The given circuit diagram is shown in Figure 1

  

Mark the branch current in the given diagram.

The required diagram is shown in Figure 2

  

Apply the KCL at the node $v_{\text{A}}$ .

  $\begin{array}{l}{i}_{\text{S}}-\frac{v_{\text{A}}-v_{\text{C}}}{R_5}-\frac{v_{\text{A}}-v_{\text{B}}}{R_1}=0\\ \frac{v_{\text{A}}-v_{\text{C}}}{R_5}+\frac{v_{\text{A}}-v_{\text{B}}}{R_1}=i_{\text{S}}\\ v_{\text{A}}\left(\frac{1}{R_5}+\frac{1}{R_1}\right)-v_{\text{B}}\left(\frac{1}{R_1}\right)-v_{\text{C}}\left(\frac{1}{R_5}\right)=i_{\text{S}}\end{array}$ ....... (1)

Apply the KCL at the node $v_{\text{B}}$ .

  $\begin{array}{l}\frac{v_{\text{A}}-v_{\text{B}}}{R_1}-\frac{v_{\text{B}}-v_{\text{C}}}{R_3}-\frac{v_{\text{B}}}{R_2}=0\\ v_{\text{B}}\left(\frac{1}{R_1}+\frac{1}{R_2}+\frac{1}{R_3}\right)-v_{\text{A}}\left(\frac{1}{R_1}\right)-v_{\text{C}}\left(\frac{1}{R_3}\right)=0\\ -v_{\text{A}}\left(\frac{1}{R_1}\right)+v_{\text{B}}\left(\frac{1}{R_1}+\frac{1}{R_2}+\frac{1}{R_3}\right)-v_{\text{C}}\left(\frac{1}{R_3}\right)=0\end{array}$ ....... (2)

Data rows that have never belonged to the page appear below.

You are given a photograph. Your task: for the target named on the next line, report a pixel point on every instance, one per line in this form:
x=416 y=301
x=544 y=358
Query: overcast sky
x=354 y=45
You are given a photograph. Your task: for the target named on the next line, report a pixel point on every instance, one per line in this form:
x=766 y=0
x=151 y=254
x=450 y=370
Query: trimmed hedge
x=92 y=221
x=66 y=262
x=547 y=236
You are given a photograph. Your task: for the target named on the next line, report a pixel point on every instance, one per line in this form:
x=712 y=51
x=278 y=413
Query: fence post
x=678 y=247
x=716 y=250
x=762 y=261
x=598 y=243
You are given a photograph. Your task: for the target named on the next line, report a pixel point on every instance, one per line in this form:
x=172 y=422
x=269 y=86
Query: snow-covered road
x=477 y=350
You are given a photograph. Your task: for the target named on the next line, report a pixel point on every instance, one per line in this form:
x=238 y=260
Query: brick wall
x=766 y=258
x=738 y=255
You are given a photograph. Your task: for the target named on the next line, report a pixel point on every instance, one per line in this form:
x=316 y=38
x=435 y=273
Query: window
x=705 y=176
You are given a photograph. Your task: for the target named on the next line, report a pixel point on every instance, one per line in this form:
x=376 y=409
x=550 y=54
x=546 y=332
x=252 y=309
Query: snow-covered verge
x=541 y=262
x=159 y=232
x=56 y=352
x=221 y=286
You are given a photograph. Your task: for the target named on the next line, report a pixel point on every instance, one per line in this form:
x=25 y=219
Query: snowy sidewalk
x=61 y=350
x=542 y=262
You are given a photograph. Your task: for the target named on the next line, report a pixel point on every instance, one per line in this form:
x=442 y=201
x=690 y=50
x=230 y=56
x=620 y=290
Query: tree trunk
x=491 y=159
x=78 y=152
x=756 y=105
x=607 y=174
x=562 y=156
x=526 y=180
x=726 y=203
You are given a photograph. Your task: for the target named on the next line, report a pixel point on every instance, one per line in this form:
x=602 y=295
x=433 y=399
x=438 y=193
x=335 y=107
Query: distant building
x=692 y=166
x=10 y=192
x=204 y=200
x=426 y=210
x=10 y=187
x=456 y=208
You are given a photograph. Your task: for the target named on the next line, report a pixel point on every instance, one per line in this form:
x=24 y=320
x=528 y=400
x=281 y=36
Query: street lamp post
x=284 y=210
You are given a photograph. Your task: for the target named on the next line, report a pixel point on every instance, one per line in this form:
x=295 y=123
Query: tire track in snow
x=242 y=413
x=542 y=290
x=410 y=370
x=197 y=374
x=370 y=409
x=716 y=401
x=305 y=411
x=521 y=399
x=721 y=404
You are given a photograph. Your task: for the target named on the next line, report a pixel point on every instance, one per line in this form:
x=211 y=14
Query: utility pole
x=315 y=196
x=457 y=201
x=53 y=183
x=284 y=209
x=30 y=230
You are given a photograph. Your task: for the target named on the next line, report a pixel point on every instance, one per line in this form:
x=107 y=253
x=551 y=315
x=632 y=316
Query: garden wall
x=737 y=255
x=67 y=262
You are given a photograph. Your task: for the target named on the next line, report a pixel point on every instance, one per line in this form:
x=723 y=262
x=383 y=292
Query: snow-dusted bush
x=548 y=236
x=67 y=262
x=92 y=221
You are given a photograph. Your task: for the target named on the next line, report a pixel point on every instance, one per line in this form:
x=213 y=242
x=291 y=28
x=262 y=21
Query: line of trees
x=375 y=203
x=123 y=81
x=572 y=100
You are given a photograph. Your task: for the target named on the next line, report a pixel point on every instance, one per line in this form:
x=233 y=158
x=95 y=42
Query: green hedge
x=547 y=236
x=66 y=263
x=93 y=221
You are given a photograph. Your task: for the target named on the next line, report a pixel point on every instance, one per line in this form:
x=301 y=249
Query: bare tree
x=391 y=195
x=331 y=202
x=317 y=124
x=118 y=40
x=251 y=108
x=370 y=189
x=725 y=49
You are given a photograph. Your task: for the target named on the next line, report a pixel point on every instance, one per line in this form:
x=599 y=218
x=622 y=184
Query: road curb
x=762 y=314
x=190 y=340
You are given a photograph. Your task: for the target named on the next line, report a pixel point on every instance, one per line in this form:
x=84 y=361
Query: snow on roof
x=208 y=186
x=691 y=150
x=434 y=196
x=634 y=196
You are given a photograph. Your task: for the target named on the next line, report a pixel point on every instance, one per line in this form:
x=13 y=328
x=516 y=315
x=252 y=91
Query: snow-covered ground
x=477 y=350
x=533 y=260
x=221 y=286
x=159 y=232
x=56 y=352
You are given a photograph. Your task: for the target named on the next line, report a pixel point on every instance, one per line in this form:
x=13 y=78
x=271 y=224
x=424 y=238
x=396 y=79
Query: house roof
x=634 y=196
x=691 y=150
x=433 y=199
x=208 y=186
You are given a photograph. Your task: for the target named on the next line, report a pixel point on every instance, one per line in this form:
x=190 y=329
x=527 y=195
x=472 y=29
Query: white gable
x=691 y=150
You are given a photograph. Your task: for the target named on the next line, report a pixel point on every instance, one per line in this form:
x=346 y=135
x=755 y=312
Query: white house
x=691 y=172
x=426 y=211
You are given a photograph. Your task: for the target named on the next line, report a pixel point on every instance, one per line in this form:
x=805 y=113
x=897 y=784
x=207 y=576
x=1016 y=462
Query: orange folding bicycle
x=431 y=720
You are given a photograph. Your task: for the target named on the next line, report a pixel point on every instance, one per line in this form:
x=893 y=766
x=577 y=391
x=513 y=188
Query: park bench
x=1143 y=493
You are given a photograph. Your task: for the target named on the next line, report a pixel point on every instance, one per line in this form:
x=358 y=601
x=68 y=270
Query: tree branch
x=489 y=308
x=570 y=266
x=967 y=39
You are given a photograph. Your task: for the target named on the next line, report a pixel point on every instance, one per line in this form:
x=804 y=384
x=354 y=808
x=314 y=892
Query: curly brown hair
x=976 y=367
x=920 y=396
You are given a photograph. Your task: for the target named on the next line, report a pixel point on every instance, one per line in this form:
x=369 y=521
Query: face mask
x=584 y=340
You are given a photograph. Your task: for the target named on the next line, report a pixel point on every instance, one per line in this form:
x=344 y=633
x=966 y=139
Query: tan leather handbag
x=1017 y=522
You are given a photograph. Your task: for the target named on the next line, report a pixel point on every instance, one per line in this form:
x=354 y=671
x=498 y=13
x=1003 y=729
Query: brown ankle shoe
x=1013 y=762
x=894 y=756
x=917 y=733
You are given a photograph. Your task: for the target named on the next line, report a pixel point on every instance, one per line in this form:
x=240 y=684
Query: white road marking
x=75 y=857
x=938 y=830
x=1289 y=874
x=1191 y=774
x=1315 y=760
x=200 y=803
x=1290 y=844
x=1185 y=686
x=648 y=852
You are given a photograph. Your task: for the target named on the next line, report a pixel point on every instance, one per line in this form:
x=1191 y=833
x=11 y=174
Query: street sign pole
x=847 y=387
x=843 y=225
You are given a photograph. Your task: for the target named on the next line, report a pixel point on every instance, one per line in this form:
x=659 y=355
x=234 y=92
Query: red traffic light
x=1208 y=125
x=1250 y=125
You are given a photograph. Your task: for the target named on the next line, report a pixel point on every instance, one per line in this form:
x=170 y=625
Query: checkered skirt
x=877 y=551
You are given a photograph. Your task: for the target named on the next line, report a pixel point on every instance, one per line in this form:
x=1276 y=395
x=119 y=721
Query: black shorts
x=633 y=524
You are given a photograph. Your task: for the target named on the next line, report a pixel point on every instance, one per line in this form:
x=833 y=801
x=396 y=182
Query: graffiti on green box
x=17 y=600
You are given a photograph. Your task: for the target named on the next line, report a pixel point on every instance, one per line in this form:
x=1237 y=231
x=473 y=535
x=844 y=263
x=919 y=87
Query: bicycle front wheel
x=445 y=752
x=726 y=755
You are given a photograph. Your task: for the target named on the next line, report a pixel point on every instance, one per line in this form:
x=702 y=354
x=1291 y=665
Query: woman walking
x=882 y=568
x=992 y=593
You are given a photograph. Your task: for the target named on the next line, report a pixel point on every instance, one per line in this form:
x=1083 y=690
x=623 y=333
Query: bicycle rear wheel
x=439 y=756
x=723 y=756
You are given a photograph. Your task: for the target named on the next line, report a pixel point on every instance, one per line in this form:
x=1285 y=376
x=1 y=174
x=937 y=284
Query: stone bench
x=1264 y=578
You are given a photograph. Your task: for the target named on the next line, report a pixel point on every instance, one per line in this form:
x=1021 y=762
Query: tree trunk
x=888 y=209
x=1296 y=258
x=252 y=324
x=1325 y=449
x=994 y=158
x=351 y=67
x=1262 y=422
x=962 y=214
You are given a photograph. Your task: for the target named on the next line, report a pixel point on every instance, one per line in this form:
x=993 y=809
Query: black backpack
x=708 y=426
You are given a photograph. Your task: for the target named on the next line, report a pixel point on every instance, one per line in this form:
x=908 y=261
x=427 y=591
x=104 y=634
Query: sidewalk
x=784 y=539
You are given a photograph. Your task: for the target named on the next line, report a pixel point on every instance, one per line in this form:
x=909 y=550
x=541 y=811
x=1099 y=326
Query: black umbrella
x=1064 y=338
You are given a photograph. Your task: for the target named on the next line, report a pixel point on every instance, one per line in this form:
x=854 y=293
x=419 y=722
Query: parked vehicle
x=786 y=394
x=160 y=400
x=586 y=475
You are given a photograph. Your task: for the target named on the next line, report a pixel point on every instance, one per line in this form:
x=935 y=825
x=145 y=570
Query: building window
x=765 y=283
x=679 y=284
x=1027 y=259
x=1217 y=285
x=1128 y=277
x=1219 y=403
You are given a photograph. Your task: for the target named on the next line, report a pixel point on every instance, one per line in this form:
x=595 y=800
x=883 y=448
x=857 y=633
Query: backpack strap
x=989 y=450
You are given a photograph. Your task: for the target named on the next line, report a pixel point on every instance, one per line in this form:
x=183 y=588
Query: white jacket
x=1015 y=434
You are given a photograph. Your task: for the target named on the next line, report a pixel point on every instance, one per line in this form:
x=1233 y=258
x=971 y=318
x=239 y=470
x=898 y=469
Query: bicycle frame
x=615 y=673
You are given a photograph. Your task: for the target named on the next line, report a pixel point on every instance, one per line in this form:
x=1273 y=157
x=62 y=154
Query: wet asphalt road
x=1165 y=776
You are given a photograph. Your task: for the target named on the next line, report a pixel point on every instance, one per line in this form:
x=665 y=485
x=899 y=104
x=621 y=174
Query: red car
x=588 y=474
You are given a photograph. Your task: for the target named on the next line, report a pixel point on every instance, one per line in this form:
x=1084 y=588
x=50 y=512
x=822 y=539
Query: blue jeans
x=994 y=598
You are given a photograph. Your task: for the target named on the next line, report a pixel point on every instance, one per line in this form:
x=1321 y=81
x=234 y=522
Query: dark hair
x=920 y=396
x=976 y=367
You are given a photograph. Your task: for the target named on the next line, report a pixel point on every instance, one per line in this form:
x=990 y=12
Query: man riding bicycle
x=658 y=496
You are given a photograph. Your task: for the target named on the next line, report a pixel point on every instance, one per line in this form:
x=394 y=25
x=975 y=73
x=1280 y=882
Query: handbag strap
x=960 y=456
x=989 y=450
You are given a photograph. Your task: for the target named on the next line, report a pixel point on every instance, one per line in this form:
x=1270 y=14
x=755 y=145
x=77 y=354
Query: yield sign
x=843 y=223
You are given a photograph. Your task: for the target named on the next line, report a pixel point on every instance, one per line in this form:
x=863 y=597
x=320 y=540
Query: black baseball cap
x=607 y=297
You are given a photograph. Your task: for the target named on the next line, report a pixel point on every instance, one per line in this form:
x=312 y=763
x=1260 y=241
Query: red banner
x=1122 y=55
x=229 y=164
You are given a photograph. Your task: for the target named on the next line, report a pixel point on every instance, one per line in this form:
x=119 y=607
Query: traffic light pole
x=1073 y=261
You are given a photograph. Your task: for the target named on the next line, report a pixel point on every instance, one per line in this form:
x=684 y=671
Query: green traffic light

Apply the KCL at the node $v_{\text{C}}$ .

  $\begin{array}{l}\frac{v_{\text{B}}-v_{\text{C}}}{R_3}+\frac{v_{\text{A}}-v_{\text{C}}}{R_5}-\frac{v_{\text{C}}}{R_4}=0\\ -v_{\text{C}}\left(\frac{1}{R_3}+\frac{1}{R_4}+\frac{1}{R_5}\right)+v_{\text{A}}\left(\frac{1}{R_5}\right)+v_{\text{B}}\left(\frac{1}{R_3}\right)=0\\ -v_{\text{A}}\left(\frac{1}{R_5}\right)-v_{\text{B}}\left(\frac{1}{R_3}\right)+v_{\text{C}}\left(\frac{1}{R_3}+\frac{1}{R_4}+\frac{1}{R_5}\right)=0\end{array}$ ....... (3)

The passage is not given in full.